In February, five brave women mounted a picket on the Davenport Hotel on Lower Merrion Street, Dublin. They were doing so in response to the decision made by the O’Callaghan Hotel Group to cut their already low wages from €8.65 to €7.80 per hour. The company decided to implement this wage cut on the back of the outgoing government’s decision to allow a €1 per hour cut in the minimum wage.
Around 40, mainly migrant, workers agreed to sign new contracts following severe pressure from hotel management, threatening them with removal from the work roster, but these five women refused to take the wage cut on the basis that they could not afford to take a cut in their already abysmally low pay rate. Following their decision, they were immediately removed from the work roster.

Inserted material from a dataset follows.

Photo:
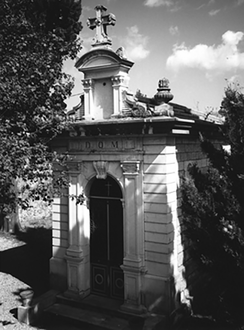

The women went on strike and placed a picket, where the women faced an injunction limiting the number of picketers to a maximum of six at a time and litter wardens forcing them to remove posters attached to lamp posts outside the hotel. the Labour Court hearing, the company claimed the pay cuts were necessary to sustain jobs, but significantly they did not plead inability to pay. The company would also not provide any trading or financial information to substantiate its claim that the cuts were needed.
The O’Callaghan Hotel Group were heavily criticised for not providing a copy of the new contracts in English or the worker’s own language, and for not offering a translation service. Basically, these women were expected to sign contracts they did not understand under duress from management.
The hotel was ordered to reinstate the striking workers immediately on their existing pay rate. They will also receive all monies lost as a result of the dispute.
This was a victory not only for these five women, but for all low paid workers. The courageous actions of these workers should be commended and serve to encourage other workers to take a stand to protect their wages and conditions from the onslaught of cuts being inflicted on low wage earners.